The problem I've heard about with the BB ones, if we're talking about the same ones, the really thin, floppy ones, is that people say they have to use clips or something to hold the liners to the mold so that they can pour, because the liners "flop" and don't stay up. 

The NS liners are almost as thick as my originals from Upland that I bought when I started soaping.I pour to the very top of them, I do wish they were about 1/2 an inch taller,  so I didn't have to worry about overpouring, but since I pour thin, and almost never do fancy tops, it's not really a problem. And like I said, never any bubbles for me. The next day that's more conducive to picture taking, I'll try to remember to take a pic of the side of a log so that you can see how it's smooth as glass. I really wish we could pin down why some folks are getting bubbles, because I never do, ever. If you've never used silicone liners before, I think you will looooove them. Folding freezer paper was always the only part of soaping I hated. I invested in silicone early on, and have never regretted a penny that I paid for those liners. You'll be doing a happy dance!


----------



## shunt2011 (Nov 24, 2014)

navigator9 said:


> The problem I've heard about with the BB ones, if we're talking about the same ones, the really thin, floppy ones, is that people say they have to use clips or something to hold the liners to the mold so that they can pour, because the liners "flop" and don't stay up.
> 
> The NS liners are almost as thick as my originals from Upland that I bought when I started soaping.I pour to the very top of them, I do wish they were about 1/2 an inch taller, so I didn't have to worry about overpouring, but since I pour thin, and almost never do fancy tops, it's not really a problem. And like I said, never any bubbles for me. The next day that's more conducive to picture taking, I'll try to remember to take a pic of the side of a log so that you can see how it's smooth as glass. I really wish we could pin down why some folks are getting bubbles, because I never do, ever. If you've never used silicone liners before, I think you will looooove them. Folding freezer paper was always the only part of soaping I hated. I invested in silicone early on, and have never regretted a penny that I paid for those liners. You'll be doing a happy dance!

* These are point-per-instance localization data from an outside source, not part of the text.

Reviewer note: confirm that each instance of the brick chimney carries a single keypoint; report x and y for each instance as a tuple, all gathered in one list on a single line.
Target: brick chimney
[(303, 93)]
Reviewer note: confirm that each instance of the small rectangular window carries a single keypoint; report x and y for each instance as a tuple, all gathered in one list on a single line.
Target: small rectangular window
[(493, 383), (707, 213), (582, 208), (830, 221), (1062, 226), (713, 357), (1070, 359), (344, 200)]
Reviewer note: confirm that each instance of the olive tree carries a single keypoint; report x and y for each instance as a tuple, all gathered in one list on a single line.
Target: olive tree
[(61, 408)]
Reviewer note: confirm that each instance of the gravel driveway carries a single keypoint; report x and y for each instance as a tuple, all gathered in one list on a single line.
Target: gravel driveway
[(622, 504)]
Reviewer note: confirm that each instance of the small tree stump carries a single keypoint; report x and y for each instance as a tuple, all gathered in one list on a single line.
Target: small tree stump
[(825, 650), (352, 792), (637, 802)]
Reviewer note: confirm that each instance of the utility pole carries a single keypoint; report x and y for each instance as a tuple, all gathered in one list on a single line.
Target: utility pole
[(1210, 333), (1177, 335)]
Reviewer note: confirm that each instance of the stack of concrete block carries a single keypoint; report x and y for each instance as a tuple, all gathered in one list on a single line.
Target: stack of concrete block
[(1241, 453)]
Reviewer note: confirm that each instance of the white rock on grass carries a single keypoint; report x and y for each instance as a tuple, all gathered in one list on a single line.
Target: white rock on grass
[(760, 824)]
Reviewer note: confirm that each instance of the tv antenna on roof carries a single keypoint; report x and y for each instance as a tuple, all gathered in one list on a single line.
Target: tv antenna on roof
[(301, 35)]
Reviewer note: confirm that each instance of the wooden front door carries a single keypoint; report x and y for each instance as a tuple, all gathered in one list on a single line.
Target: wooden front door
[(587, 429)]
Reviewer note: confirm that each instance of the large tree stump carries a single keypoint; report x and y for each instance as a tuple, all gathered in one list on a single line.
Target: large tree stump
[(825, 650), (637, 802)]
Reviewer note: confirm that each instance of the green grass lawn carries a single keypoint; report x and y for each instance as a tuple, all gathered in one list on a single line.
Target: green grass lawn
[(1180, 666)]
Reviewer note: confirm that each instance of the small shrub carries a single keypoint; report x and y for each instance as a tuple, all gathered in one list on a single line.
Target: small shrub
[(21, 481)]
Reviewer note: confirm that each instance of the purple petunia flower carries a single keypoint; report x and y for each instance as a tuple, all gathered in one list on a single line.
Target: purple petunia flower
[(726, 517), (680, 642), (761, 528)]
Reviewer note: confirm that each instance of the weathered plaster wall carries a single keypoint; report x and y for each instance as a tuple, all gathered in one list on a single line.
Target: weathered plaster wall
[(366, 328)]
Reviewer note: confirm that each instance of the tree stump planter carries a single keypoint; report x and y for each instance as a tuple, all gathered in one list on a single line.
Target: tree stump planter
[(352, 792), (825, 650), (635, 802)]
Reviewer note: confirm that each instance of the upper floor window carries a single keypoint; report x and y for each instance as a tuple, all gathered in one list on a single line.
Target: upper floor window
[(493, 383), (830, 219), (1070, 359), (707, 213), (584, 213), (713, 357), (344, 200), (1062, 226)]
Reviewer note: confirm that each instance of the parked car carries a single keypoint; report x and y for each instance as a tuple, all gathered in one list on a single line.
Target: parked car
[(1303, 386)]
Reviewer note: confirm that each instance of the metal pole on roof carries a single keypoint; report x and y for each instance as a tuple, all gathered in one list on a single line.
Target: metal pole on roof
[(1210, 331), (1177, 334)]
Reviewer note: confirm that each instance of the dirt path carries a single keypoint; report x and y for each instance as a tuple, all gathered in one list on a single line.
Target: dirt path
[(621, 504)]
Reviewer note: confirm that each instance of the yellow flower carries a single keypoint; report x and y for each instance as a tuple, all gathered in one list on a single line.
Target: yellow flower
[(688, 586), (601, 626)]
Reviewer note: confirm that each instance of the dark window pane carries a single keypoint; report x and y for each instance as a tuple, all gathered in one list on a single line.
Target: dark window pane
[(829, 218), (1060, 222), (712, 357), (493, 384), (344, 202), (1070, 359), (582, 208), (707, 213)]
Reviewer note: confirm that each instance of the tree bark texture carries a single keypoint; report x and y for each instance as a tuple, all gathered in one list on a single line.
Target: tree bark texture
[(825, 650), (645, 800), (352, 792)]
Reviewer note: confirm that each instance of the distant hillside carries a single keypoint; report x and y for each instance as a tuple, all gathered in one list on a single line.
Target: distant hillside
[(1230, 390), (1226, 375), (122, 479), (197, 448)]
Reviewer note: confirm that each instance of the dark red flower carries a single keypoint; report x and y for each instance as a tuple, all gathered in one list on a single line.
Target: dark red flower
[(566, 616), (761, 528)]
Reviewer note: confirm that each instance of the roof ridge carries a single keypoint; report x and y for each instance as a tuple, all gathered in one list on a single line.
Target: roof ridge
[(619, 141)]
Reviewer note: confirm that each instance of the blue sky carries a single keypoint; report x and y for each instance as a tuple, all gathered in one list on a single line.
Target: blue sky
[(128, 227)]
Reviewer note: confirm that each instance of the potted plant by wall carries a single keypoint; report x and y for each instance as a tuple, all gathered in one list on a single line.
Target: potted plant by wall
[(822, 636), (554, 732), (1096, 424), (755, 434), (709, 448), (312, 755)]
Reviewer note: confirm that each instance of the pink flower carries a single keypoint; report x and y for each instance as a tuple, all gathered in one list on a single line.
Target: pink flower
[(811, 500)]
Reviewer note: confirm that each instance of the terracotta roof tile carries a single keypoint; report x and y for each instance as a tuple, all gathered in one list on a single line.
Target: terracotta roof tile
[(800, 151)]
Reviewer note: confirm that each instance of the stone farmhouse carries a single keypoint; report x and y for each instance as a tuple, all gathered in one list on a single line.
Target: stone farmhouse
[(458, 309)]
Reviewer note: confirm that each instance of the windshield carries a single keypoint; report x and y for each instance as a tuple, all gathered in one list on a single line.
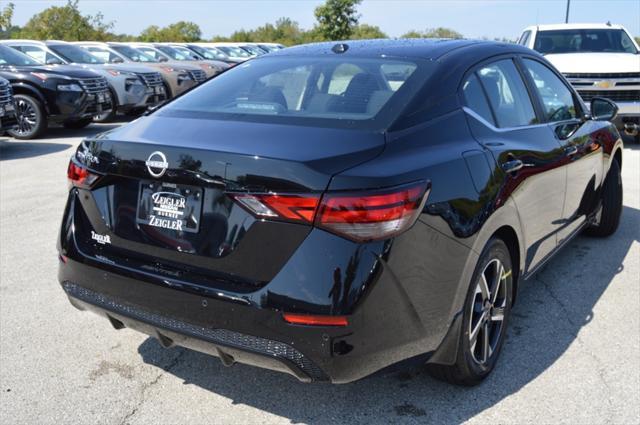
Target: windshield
[(321, 90), (75, 54), (132, 54), (9, 56), (584, 40), (267, 48), (173, 53), (235, 52), (253, 50)]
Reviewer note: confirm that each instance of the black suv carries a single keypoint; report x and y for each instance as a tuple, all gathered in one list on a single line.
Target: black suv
[(336, 208), (7, 106), (45, 94)]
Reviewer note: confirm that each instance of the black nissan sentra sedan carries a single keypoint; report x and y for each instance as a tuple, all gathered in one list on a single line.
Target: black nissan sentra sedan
[(331, 209)]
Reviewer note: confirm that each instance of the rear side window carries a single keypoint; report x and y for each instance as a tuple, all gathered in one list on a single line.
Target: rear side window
[(556, 97), (475, 99), (320, 88), (507, 94), (37, 53)]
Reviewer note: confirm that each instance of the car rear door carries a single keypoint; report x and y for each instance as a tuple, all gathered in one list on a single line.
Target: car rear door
[(579, 139), (505, 120)]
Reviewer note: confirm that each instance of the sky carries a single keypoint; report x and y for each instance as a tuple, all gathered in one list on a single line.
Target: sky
[(472, 18)]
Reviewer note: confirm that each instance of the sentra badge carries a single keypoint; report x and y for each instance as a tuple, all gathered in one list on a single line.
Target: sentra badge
[(157, 164), (101, 239)]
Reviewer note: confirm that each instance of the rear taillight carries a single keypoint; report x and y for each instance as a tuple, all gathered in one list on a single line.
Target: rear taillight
[(297, 208), (359, 216), (80, 176), (372, 215)]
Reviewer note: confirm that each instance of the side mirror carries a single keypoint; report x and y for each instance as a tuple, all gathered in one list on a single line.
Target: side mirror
[(603, 109), (54, 61)]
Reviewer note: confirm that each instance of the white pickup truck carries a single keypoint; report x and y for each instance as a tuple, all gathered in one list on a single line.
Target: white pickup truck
[(599, 60)]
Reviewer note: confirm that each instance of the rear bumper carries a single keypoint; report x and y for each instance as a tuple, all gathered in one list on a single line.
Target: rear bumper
[(229, 346), (71, 106)]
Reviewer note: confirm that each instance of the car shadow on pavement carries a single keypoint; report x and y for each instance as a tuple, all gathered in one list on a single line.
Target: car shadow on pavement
[(19, 149), (551, 310)]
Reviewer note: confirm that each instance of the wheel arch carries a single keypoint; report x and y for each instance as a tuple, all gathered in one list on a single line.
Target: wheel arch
[(29, 90), (509, 236)]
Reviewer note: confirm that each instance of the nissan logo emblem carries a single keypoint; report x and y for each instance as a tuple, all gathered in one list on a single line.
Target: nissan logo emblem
[(157, 164)]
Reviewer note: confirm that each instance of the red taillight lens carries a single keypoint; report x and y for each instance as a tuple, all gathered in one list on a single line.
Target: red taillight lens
[(374, 215), (359, 216), (80, 176), (301, 208), (314, 320)]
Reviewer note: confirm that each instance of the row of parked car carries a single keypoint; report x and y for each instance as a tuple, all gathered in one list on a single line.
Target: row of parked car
[(74, 84)]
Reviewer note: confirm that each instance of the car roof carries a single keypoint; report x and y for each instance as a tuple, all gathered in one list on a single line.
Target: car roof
[(410, 48), (551, 27)]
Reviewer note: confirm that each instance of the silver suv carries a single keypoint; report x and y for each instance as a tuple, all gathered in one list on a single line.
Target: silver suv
[(177, 77), (133, 88)]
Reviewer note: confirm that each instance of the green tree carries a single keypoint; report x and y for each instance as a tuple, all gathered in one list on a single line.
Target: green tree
[(182, 31), (439, 32), (66, 23), (365, 31), (7, 29), (337, 19), (284, 31)]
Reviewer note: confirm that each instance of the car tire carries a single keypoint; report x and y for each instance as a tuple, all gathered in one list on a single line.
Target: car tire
[(611, 204), (78, 124), (31, 117), (485, 318)]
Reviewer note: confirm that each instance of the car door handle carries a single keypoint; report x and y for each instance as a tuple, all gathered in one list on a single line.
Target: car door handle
[(570, 150), (512, 166)]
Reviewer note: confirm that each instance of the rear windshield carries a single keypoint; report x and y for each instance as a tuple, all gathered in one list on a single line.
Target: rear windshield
[(75, 54), (209, 52), (235, 52), (175, 53), (584, 40), (318, 91), (132, 54)]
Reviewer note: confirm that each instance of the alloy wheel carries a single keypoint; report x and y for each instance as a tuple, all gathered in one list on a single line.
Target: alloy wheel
[(27, 117), (487, 311)]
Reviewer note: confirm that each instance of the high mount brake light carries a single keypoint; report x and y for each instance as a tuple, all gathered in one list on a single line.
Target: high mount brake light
[(360, 216), (80, 176)]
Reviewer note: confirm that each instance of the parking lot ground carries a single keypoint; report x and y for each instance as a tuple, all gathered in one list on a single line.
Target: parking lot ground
[(572, 353)]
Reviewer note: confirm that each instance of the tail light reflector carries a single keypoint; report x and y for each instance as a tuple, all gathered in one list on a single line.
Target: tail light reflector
[(80, 176), (297, 208), (359, 216), (314, 320)]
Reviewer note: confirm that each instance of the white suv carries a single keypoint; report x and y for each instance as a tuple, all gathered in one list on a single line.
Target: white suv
[(598, 60)]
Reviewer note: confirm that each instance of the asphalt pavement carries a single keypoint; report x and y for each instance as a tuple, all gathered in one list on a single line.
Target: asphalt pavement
[(572, 353)]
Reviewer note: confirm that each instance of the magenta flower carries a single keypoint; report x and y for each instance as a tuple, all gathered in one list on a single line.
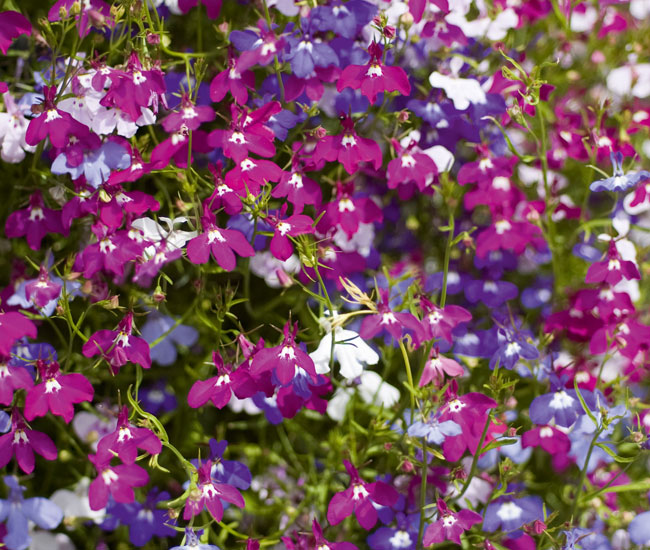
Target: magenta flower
[(219, 389), (189, 115), (450, 525), (285, 359), (53, 123), (297, 224), (233, 80), (374, 77), (43, 290), (14, 325), (34, 222), (12, 25), (437, 366), (348, 148), (222, 243), (209, 494), (127, 439), (118, 481), (23, 442), (385, 319), (360, 498), (57, 392), (247, 133), (349, 211), (12, 378), (119, 346)]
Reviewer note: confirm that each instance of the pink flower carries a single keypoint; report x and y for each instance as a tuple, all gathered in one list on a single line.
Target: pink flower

Yes they are thin.  I use binder clips to hold them up otherwise they work awesome.  They unmold really well.  However, I have the Nurture ones and I do like them better as they are heavier.  I don't cpop so can't speak to that.


----------



## smeetree (Nov 24, 2014)

I was going to make a new thread about molds, but maybe I can just ask here. What is the best mold for Aleppo soap? Is there a small  mold to make the cubes, or do you use a large mold and cut them down to  size? I'm looking to make traditional Aleppo, which seems to be small  squares from what I have seen.


----------



## snappyllama (Nov 25, 2014)

Thanks again everyone for the replies. I think I'm going with Nuture for the loaf ones - they look like really nice molds! 

I am going to grab the 9bar BB tray mold.  Those dividers look awesome, and the price is right.  I think I'll still have enough time to receive it before Christmas if I order it this week from them (joking).

I agree on the silicon flopiness of the BB loaf ones. My tiny 2lb mold is fine, but I imagine a larger mold would need binder clips to steady it.

Sorry Smeetree, I have no idea about the size of aleppo soap. I thought of those brownie bite silicon molds, but they might be too small for your needs. Good luck!


----------



## new12soap (Nov 25, 2014)

smeetree, is this http://www.amazon.com/dp/B00395FHRO/?tag=skimlinks_replacement-20 what you're looking for?


----------



## xraygrl (Dec 12, 2014)

I got these ones from WSP:

http://www.wholesalesuppliesplus.com/products/regular-loaf-silicone-mold.aspx


And this person on Etsy sells these dividers that fit the molds from WSP and ED to do mantra swirl etc:

https://www.etsy.com/shop/GreatSoapShop?ref=l2-shopheader-name

 Here's a video using them:

 [ame]https://www.youtube.com/watch?v=FsKX1oU5DyY[/ame]


----------